Aweek from now, voters across the Philippines will choose the new set of barangay and barangay youth councilors.
In the runup to the polls, it is incumbent upon candidates and voters to remember clearly the role of the barangay in our socio-political life.
The barangay is not the smallest geographical arena in the country for displays of personal vanity.
It is not the stage on which to showcase the tribalism of neighbors in the contention for power.
It is not just a small locale to establish one’s address for identification and other documentary purposes.
“As the basic political unit,” the Local Government Code states, “the barangay serves as the primary planning and implementing unit of government.”
The Code also states that the barangay is “a forum wherein the collective views of the people may be expressed, crystallized and considered, and where disputes may be amicably settled.”
We need barangay officials who live up to the ideals of this small locale as stipulated in the law, barangay chairpersons and officials who bring to fruition in the neighborhoods the promises of the larger units of the government from Malacañang all the way to the city or municipality.

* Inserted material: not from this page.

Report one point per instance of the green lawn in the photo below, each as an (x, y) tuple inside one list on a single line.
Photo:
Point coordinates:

This means officials in larger government units should refrain from partisanship that would hobble the delivery of basic services in the barangays.
Barangays should further be shielded from partisanship to preserve its status as an avenue for amicable dispute settlement, to protect it from violence.

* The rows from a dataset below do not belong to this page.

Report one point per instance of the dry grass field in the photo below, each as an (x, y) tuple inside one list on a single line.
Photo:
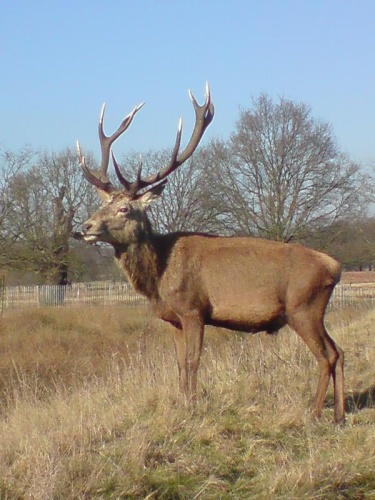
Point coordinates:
[(89, 409)]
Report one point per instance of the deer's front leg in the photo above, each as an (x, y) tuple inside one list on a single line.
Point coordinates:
[(188, 342)]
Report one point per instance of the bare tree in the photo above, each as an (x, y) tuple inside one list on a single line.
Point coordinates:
[(281, 174), (187, 203), (11, 165), (48, 201)]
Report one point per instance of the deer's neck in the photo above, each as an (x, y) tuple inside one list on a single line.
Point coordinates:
[(139, 261)]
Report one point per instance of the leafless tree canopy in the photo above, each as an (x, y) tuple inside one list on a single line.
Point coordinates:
[(281, 174)]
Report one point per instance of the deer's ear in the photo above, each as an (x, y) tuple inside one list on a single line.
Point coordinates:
[(103, 195), (151, 194)]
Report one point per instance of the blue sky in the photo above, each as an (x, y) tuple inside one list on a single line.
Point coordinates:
[(60, 60)]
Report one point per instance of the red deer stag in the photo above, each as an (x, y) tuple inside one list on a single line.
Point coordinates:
[(192, 279)]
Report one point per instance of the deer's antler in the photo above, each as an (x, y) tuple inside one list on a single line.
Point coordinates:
[(99, 179), (203, 117)]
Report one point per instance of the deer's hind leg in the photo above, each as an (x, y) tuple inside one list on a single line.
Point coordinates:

For their part, voters should throw their support behind candidates who are ready and willing to fulfill their mandates.
Being a barangay chair alone is a tall order. The law mandates her or him not only to enforce laws and ordinances applicable to the barangay.
It also mandates the chair to prepare annual budgets, maintain peace and order, control pollution and protect the environment, supervise the activities of the barangay youth council, organize annual sports festivals, and maintain a barangay-based justice system.
Barangay councilors have their own set of responsibilities ranging from enacting budgets for barangay projects and to pay personnel to regulating the use of barangay facilities.
Votes should go to candidates who evince honesty, accountability, participatory governance, integrity and transparency.
In the words of the prayer Philippine Catholic bishops released for the elections, we need “men and women who will work for truth, justice, and the upliftment of human dignity,” who will lead citizens to “give a voice to the poor, the powerless, the abandoned, and the oppressed.”